Forty years ago the need for a psychological Plimsoll mark was recognized in applied psychology but we still have no such index of the individual’s being overloaded and in danger of foundering. You can only learn your own warning signals: the headaches, indigestion, insomnia, dreams of vertigo, nail biting, increased need of alcohol or tobacco, whatever they may be. But confronted with them the temptation is always to ask a little more of yourself, to believe you have reserves to call on and can stand the strain a little longer. Since people who achieve anything have inevitably had to endure stress resiliently, the able and successful man is especially likely to ignore the warnings and believe that in his circumstances he simply can’t afford to rest or unload responsibility.

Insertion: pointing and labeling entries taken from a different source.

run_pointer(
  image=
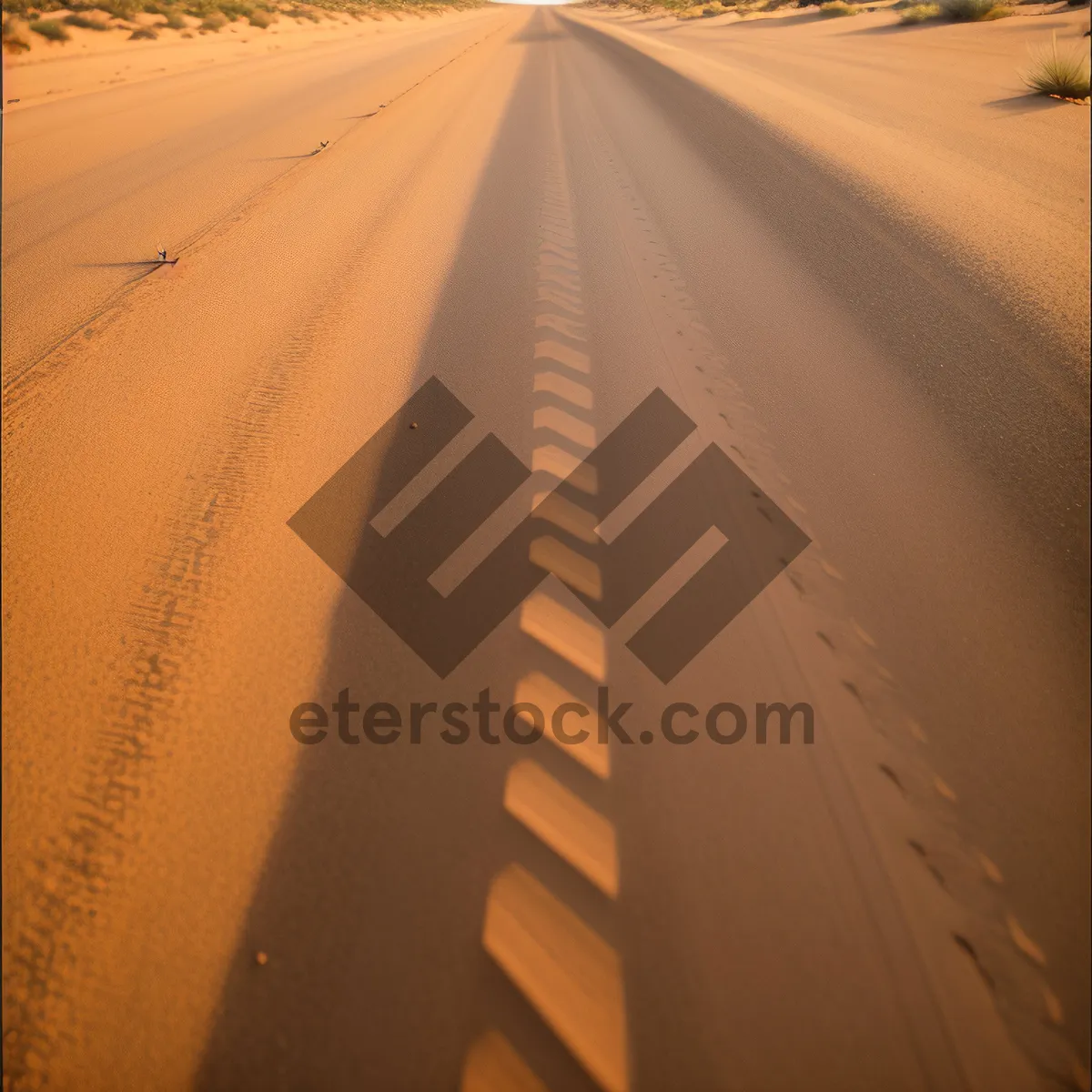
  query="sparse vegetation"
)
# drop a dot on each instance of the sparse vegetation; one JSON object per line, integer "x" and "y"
{"x": 86, "y": 25}
{"x": 50, "y": 28}
{"x": 23, "y": 16}
{"x": 972, "y": 11}
{"x": 14, "y": 42}
{"x": 915, "y": 14}
{"x": 1059, "y": 76}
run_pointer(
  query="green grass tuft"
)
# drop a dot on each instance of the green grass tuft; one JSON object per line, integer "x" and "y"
{"x": 972, "y": 11}
{"x": 918, "y": 14}
{"x": 50, "y": 28}
{"x": 1063, "y": 76}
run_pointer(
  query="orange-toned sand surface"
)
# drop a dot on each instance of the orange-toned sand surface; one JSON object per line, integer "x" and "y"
{"x": 851, "y": 255}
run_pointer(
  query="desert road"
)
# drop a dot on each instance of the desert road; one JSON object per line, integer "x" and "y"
{"x": 511, "y": 261}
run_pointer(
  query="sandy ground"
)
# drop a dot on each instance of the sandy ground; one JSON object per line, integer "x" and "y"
{"x": 933, "y": 120}
{"x": 491, "y": 179}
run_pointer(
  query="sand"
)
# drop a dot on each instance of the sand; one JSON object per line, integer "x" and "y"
{"x": 932, "y": 121}
{"x": 162, "y": 426}
{"x": 96, "y": 59}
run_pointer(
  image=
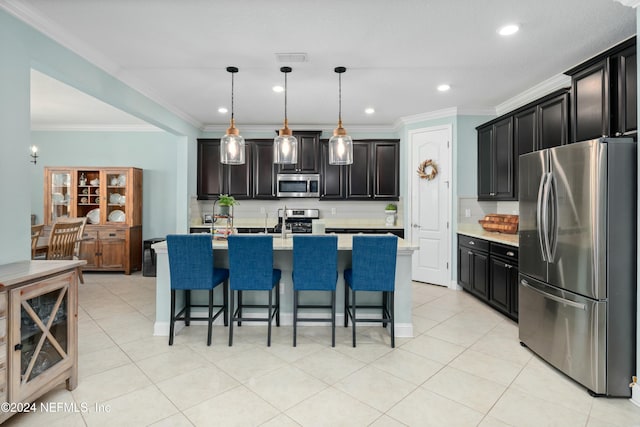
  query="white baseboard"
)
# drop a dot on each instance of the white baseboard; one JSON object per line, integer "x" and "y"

More profoundly, though he seldom recognizes it, he can’t afford to relinquish the psychological support of his role. Too often retirement is involved. Politicians exhibit in sharpened form one of our cultural dilemmas about age. They are not likely to reach anything like the power they have hoped for until late middle age and the problems of illness and exhaustion generally face them when they are elderly. We are still to a great extent gerontocratic, but with us (unlike some other cultures) the elderly have genuine respect only while they retain the activity of middle life.

Politicians even more than businessmen are sustained by their roles; the deference, the assistance, the expectations and demands of others constitute cogs that keep the wheel turning. Retirement is a disappearance into the shadows, the writing of memoirs being only one stage in the process of ego-deflation. Men prefer to go on until they are dead, exhausted, or incapacitated beyond concealment rather than face such role deprivation. The ending of the politician’s career only highlights the wider social problem of the transition between “rolesustained” middle age and the old age that people have to live on their own responsibility.